Point trace de nostalgie chez Joseph Roth. Son œuvre romanesque, essentiellement nourrie de la fin programmée de l’Autriche et de la Mitteleuropa, est plus souvent un constat accablant de la chute de ce qui avait fait de son pays le centre de l’intelligence et de la créativité européenne. On est loin de la nostalgie naïve de Stefan Zweig. Roth écrit au scalpel.
Dans le Berlin grondant du début de la montée du nazisme – on est en 1922 – un Berlin dévoré par les démons qui vont bientôt l’emporter vers le cataclysme universel, Joseph Roth situe un roman aux accents du désespoir qui s’apprêtait à saisir l’Europe.

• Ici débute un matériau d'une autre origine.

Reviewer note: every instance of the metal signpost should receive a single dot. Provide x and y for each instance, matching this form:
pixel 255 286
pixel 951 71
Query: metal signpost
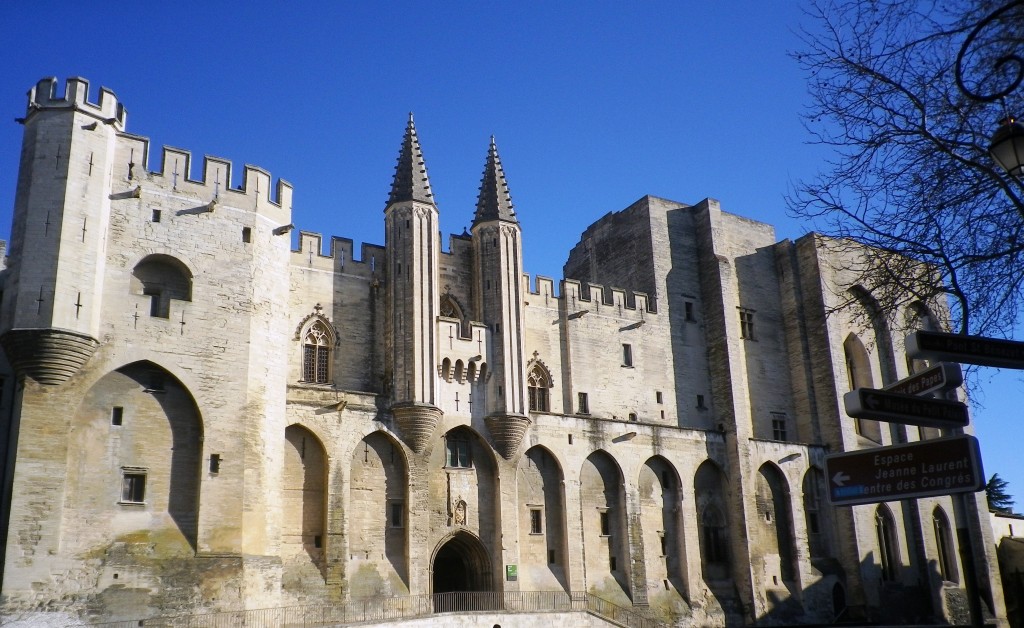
pixel 944 466
pixel 897 408
pixel 940 377
pixel 920 469
pixel 970 349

Le héros – jamais terme ne colla plus mal à un personnage – Theodor Lohse, est un profond minable animé d’une ambition démesurée. Ancien petit officier de l’armée, il s’introduit pas à pas, à la suite de rencontres flatteuses, dans les réseaux glauques d’une ville gangrénée par les cercles, les sectes, les groupuscules de toutes obédiences, plus douteuses les unes que les autres. Il faudrait imaginer un Julien Sorel pataugeant dans les cloaques idéologiques et moraux de l’Allemagne en nazification. L’abandon de toute morale, de toute référence à des valeurs, au bien et au mal, est condensé dans ce personnage capable de tout, trahir, changer d’avis, n’adhérer à aucun code, assassiner ceux qu’il considère à un moment comme gênants pour sa carrière, sa soif de gloire.